With the Steelers down 17-3 midway through the second quarter to the Bears, Roethlisberger was forced to get rid of a pass intended for wide receiver Jerricho Cotchery because of heavy pressure and safety Major Wright easily intercepted it and returned it for a touchdown. The Steelers turned the ball over five times in the game, but this one was perhaps the costliest one of them all.
While it might not have felt like it at the time, the third down scramble by Bears quarterback Jay Cutler for a first down with 9:15 left in the game ended up being a huge play. The Steelers defense was looking to make a stop that would have likely resulted in a field goal and a Bears seven point lead with plenty of time remaining.

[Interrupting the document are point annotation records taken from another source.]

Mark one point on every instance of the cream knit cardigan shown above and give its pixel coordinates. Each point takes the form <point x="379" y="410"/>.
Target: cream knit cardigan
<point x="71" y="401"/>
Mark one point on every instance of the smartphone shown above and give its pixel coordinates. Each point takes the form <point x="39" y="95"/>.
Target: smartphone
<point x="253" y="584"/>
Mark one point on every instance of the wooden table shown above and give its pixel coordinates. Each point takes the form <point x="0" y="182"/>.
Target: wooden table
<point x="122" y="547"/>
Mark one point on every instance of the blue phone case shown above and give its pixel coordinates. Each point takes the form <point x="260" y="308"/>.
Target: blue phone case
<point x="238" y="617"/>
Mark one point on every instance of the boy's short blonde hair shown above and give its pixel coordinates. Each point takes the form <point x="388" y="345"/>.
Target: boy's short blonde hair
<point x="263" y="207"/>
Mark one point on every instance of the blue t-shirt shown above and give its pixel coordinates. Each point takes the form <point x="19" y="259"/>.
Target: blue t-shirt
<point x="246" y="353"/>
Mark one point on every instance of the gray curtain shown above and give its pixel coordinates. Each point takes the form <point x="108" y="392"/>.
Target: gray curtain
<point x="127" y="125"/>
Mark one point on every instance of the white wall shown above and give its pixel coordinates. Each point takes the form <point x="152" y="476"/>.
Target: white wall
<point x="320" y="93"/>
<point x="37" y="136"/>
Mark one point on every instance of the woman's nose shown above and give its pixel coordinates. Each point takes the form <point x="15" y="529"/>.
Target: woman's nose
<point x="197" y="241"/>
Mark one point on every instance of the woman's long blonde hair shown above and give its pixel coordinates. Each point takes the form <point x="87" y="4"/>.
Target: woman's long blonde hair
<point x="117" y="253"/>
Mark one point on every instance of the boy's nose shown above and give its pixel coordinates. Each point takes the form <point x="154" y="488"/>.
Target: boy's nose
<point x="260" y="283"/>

Not only did Cutler’s scramble extend the drive, it led to a touchdown and in the process it killed another three minutes worth of clock.
Early in the loss to the Minnesota Vikings, wide receiver Greg Jennings took a seven yard pass 63 more yards for a touchdown after cornerback Cortez Allen failed to bring him down. Allen wasn’t the only one on defense to take a poor angle on the play as both Gay and safety Robert Golden also failed to cover for the original miss.
Keeping with the explosive play and missed tackles theme, Vikings running back Adrian Peterson scored from 60 yards out with 12:42 left in the half. On the play, safety Troy Polamalu was crack blocked by Vikings wide receiver Joe Webb and several Steelers defensive players joined in to miss tackles.
Despite everything that had transpired in the game, the Steelers offense still had a chance to tie the game with 19 seconds left in regulation. Roethlisberger, however, was sacked on third down by Vikings defensive tackle Everson Griffen, who had beaten guard Kelvin Beachum to the outside gap. Roethlisbeger couldn’t throw the ball away and fumbled instead.
These of course aren’t the only plays that have led to the Steelers being winless, so I invite you to point out a few others.